Lock-free arena-backed skip list for LSM-tree memtables. Designed for high-throughput write workloads in storage engines like RocksDB, LevelDB, and CockroachDB.
| Feature | Description |
|---|---|
| Lock-free writes | Multiple threads insert/delete concurrently via single CAS at level 0 |
| Lock-free reads | Point lookups walk the skip list without any locks |
| O(1) allocation | Per-thread arena shards — zero-contention bump allocation |
| Snapshot isolation | Point-in-time snapshots remain consistent under concurrent writes |
| Range cursors | Cursor with lower-bound seek for prefix/range iteration |
| Seal/freeze lifecycle | seal() freezes memtable for flushing, returns fresh one |
| Bulk deallocation | Dropping memtable reclaims all arena memory at once |
| Auto-seal thresholds | Automatic sealing based on memory usage or entry count |
| Backpressure detection | Detect when nearing capacity limits |
| Batch operations | Efficient bulk insert and multi-get operations |
use fastskip::ConcurrentSkipList;
let sl = ConcurrentSkipList::new();
sl.insert(b"user:1001", b"alice");
sl.insert(b"user:1002", b"bob");
let (val, tombstone) = sl.get(b"user:1001").unwrap();
assert_eq!(val, b"alice");
assert!(!tombstone);use fastskip::ConcurrentSkipList;
// Create with auto-seal at 1MB memory or 100k entries
let sl = ConcurrentSkipList::with_capacity_and_shards(
64 * 1024, // 64KB initial arena per shard
4, // 4 shards (should match writer thread count)

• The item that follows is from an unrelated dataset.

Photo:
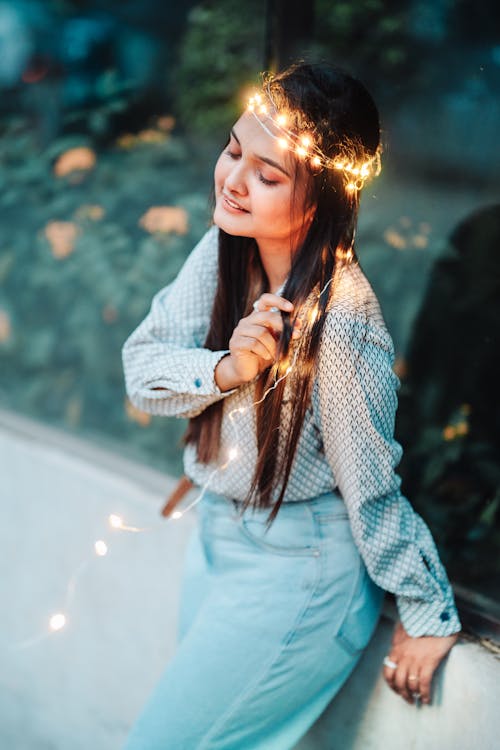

1 * 1024 * 1024, // Auto-seal at 1MB total memory
100_000 // Auto-seal at 100k entries
);
// Check if nearing limits
if !sl.is_under_backpressure() {
// Safe to insert batch
let batch = vec![(b"key1", b"val1"), (b"key2", b"val2")];
sl.insert_batch(&batch).unwrap();
}
// Get memory statistics
println!("Used: {} bytes", sl.memory_usage());
println!("Utilization: {:.1}%", sl.memory_utilization() * 100.0);
println!("Avg key size: {} bytes", sl.avg_key_size() as usize);Delete marks a key with a tombstone. Deleted keys remain in the skip list until flushed to SSTable.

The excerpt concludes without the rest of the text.